Estudos revelam que filhos do sexo
masculino são mais protegidos nos EUA

A discriminação de filhas, um problema social sério em países da Ásia, do Oriente Médio e da África, pode ser uma tendência bem mais universal. Os pesquisadores Robert Dahl e Enrico Moretti, da Universidade da Califórnia, encontraram evidências de que as famílias têm preferência pelos filhos homens também nos Estados Unidos. Os meninos costumam ser mais favorecidos que as meninas nos lares americanos, embora isso não chegue a ser uma questão de direitos humanos, como acontece em outras partes do planeta. Dahl e Moretti estudaram o fenômeno na tentativa de explicar a origem do fosso aparente que ainda parece separar homens e mulheres adultos na vida corporativa americana, em especial no que diz respeito aos salários. Nos Estados Unidos, as mulheres no mesmo nível de colegas homens podem receber cerca de 25% menos.

A explicação de Dahl e Moretti é que isso é também resultado das desvantagens acumuladas pelas mulheres desde o nascimento. Para medir o grau de preferência por filhos homens, os pesquisadores examinaram a taxa de divórcio em famílias americanas que têm meninos e a compararam com a de famílias que têm filhas. Nos últimos sessenta anos, a ocorrência de divórcio em famílias que tinham apenas uma filha foi 6% superior àquela verificada em famílias com filhos homens. Quando o número aumenta para duas filhas, a probabilidade de separação dos pais sobe para 8%, chegando a 13% no caso de casais que têm quatro filhas.

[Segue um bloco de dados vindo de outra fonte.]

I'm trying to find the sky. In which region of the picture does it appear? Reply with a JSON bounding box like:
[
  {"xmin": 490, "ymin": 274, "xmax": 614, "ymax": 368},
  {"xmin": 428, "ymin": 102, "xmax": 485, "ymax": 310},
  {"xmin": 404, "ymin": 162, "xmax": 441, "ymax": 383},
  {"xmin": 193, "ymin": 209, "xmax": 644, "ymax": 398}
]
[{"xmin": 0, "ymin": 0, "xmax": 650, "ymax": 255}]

O nascimento de meninos também pode ser traduzido em dólares. Um levantamento feito pela Universidade de Washington, em Seattle, mostra que os pais – especialmente o pai – gastam 600 dólares a mais por ano em habitação quando um dos filhos é homem. Eles também passam a trabalhar mais, o que é interpretado pelos pesquisadores como uma atitude de proteção extra ao filho homem. A jornada semanal aumenta em cerca de duas horas depois do nascimento do primeiro filho e em apenas uma hora depois da primeira filha. Além do impacto econômico, o pai gasta mais tempo brincando com o filho que com a filha e ainda é mais comum vê-lo em atividades como a troca de fraldas e a alimentação dos meninos, o que ocorre mais raramente quando se trata de filhas. A preferência por meninos pode ter um impacto muito maior no futuro. À medida que as técnicas de fertilização artificial evoluírem e se tornarem financeiramente mais acessíveis, será cada vez mais fácil para os casais escolher o sexo dos filhos. Nos Estados Unidos, alguns laboratórios de inseminação artificial oferecem essa opção, que não é considerada ilegal. Em países como a Coréia do Sul, o número de bebês homens cresceu 20% em relação ao de meninas como resultado do uso disseminado de técnicas de escolha de sexo.